Friday, November 18, 2022

How Ijok sheds light on Harapan’s current surge








by Terence Netto


COMMENT | How to explain the late-developing surge in the popularity of Pakatan Harapan?

The crowds at Harapan ceramah, the ones headlined by reformasi’s indefatigable Pied Piper, Anwar Ibrahim, portend a strength that should carry his coalition to Putrajaya and the premiership of the country.

The tide in favour of Harapan seems strong enough that both goals - Harapan’s occupation of Putrajaya and Anwar’s claim to the prime minister’s post - could well be achieved outright, perhaps even without negotiations with rival coalitions.

Observers say the present mood resembles that felt at the Han Chiang private school in Ayer Itam in Penang on the evening of March 6, 2008, at the opposition’s final ceramah before polling two days later in GE12.

Then, at the conclusion of a mammoth rally on the ample grounds of the school, the mood was rife with the expectation that incumbents BN were going to be swept out of power.


Pakatan Harapan rally in Han Chiang school in 2018


Two days later that indeed happened as a coalition of DAP, PKR and PAS, ousted Umno-BN from power as the Penang government, with DAP winning all 19 seats it contested.

This sweep was the most prominent feature of the opposition’s denial of Umno-BN’s supermajority in Parliament on the back of its capture of four state governments - Penang, Selangor, Perak and Kedah – while retaining its hold on Kelantan.

The outcome could hardly have been predicted from the results of a by-election in the Selangor state seat of Ijok in April 2007 caused by the death of the BN incumbent.

At the time, Prime Minister Abdullah Ahmad Badawi’s stewardship of the nation was looking decidedly shaky as Anwar, newly returned from a sabbatical in the US and England, began to lead a revitalised opposition in preparation for GE12.

Anwar had been released from jail in August 2004 on appeal of his sodomy and abuse of power convictions.

Anwar’s return to the electoral fray galvanised the opposition while Badawi’s premiership, begun in late October 2003 and supercharged by a thumping victory in the general elections of March 2004 (GE11), was drooping from failure to fulfil its early promise and from a general sense of complacency.

The by-election in Ijok, in which PKR was the standard bearer of the opposition, was seen as a bellwether of sorts.

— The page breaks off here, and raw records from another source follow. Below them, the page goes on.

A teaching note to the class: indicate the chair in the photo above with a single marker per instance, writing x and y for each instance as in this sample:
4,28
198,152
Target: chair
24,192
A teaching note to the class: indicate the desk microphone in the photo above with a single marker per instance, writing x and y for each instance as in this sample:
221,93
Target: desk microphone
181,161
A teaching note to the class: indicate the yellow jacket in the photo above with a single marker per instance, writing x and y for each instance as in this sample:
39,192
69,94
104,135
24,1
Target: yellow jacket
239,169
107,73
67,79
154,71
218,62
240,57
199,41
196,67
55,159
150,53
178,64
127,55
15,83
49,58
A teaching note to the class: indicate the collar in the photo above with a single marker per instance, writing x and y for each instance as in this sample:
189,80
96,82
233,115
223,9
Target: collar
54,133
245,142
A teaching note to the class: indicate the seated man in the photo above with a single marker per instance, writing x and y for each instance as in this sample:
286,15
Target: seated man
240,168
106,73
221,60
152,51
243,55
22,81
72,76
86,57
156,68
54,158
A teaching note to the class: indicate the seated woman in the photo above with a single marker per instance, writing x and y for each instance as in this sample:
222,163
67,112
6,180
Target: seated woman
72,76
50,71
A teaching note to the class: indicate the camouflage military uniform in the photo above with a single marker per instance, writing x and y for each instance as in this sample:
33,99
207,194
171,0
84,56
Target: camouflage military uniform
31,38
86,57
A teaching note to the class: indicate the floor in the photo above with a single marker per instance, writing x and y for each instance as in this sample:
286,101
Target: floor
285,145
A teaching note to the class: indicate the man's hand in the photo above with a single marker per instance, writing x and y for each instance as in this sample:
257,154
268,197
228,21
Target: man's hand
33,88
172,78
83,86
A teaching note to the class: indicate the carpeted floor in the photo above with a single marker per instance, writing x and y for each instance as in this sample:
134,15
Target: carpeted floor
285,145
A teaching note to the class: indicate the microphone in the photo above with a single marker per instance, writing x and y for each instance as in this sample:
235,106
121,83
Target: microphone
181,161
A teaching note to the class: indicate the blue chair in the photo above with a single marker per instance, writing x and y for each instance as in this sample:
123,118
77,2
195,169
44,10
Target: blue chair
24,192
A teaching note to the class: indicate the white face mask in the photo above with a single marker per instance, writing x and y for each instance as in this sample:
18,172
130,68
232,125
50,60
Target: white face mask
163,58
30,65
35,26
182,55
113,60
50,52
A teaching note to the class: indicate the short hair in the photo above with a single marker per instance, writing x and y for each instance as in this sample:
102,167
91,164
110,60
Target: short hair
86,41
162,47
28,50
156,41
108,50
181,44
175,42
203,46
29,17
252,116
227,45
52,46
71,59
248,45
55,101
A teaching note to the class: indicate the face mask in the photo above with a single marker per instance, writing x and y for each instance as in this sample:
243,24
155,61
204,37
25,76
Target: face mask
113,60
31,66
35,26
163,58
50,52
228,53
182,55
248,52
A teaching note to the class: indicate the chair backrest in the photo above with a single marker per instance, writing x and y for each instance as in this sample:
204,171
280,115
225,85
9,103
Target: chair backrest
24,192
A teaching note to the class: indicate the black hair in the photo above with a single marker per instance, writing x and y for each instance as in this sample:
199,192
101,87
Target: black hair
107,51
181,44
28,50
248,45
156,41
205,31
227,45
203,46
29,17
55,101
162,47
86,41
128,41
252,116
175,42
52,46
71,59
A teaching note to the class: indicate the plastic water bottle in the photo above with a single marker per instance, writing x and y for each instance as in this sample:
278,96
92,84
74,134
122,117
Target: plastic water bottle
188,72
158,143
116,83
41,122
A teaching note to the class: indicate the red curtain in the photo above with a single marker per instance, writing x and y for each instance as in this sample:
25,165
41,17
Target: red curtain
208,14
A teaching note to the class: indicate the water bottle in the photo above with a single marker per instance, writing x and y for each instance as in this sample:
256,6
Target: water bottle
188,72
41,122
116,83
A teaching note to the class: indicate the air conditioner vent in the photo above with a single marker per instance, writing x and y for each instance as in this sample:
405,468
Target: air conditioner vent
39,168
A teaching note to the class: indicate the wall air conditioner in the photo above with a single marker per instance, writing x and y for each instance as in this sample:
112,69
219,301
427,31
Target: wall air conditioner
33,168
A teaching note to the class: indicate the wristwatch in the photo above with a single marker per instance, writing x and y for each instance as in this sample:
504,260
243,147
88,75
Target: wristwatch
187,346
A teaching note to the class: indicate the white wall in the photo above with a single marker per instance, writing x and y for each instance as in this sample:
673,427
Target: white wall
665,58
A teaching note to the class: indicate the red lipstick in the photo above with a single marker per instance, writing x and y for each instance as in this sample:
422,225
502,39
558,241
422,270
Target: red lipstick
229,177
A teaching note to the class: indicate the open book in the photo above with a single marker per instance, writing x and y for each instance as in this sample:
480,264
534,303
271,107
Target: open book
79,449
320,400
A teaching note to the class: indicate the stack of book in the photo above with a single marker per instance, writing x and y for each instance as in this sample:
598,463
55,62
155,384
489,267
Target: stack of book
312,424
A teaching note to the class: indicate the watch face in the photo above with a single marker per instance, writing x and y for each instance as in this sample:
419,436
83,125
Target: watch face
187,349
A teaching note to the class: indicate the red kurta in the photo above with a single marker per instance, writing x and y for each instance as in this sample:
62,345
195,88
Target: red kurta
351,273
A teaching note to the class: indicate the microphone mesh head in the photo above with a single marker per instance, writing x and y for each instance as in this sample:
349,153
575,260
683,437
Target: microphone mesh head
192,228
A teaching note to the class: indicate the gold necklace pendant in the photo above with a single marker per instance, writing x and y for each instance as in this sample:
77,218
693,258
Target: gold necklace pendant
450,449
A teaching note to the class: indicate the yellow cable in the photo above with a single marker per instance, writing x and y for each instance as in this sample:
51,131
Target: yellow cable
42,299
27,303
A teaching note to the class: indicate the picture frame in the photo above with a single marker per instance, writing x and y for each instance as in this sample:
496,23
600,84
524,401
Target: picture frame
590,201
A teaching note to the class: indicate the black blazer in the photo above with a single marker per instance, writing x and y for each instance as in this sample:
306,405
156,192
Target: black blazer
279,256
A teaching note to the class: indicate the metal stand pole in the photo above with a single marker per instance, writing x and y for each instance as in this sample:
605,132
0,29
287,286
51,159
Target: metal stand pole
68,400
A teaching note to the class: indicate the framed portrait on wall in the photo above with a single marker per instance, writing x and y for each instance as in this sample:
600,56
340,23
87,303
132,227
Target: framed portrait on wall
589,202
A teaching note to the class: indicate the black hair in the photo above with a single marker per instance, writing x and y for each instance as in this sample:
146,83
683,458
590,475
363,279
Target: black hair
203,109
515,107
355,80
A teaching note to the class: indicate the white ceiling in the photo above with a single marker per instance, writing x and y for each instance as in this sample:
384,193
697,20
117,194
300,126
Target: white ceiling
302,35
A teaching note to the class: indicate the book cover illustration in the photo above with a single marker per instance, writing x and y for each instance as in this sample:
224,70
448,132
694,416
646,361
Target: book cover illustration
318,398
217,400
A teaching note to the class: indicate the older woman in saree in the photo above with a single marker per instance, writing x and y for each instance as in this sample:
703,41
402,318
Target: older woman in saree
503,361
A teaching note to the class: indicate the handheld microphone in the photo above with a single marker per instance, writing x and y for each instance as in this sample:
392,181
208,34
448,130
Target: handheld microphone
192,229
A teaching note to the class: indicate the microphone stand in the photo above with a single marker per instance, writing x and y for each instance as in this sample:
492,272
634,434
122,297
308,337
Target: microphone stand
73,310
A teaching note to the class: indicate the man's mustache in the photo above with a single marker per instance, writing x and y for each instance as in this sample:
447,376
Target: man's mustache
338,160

BN was represented by a MIC candidate.

The fact that PKR’s candidate was Khalid Ibrahim, who was formerly a prominent Umno member, was indicative of the BN anchor party’s waning appeal.


Former Selangor MB Khalid Ibrahim (left)


Still, BN carved out a victory in the face of strenuous campaigning by Anwar and other members of the opposition’s leadership cohort.

Not so invincible

The Ijok victory showed that though the ruling coalition was losing its appeal, it still packed enough of a wallop to defeat a resurgent opposition.

The ruling coalition had been in power for 50 years, and though showing evident signs of decay, retained residual strength to hold on to its possessions.

Seven months on from the Ijok triumph, two massive rallies in Kuala Lumpur, one by polls reform advocate, Bersih, and another by Hindu Rights Action Force (Hindraf), exposed the soft underbelly of Umno-BN.

A hitherto invincible giant was looking vulnerable.

A royal commission of inquiry into judge-fixing and judicial corruption in January 2008 reinforced a general sense of national malaise.

Two months later, Umno-BN lost its parliamentary supermajority and was ousted from power in four states.

In retrospect, the Umno-BN’s triumphs in the Malacca state polls of last November and the Johor election of March this year, gained on the back of low turnouts amid widespread voter apathy, resemble the coalition’s Ijok by-election victory of April 2007.

They were delusive manifestations of electoral strength and resurgence, camouflaging internal divisions and corruption-borne decay.

Anwar’s energetic stumping for Harapan since Parliament’s dissolution on Oct 10 and the huge crowds it has attracted are parallels of the Bersih rally of Nov 10 and Hindraf gathering of Nov 25, 2007 - tremors adumbrating major convulsions to come.

As ever, the past is prologue to the present.



TERENCE NETTO is a journalist with half a century's experience.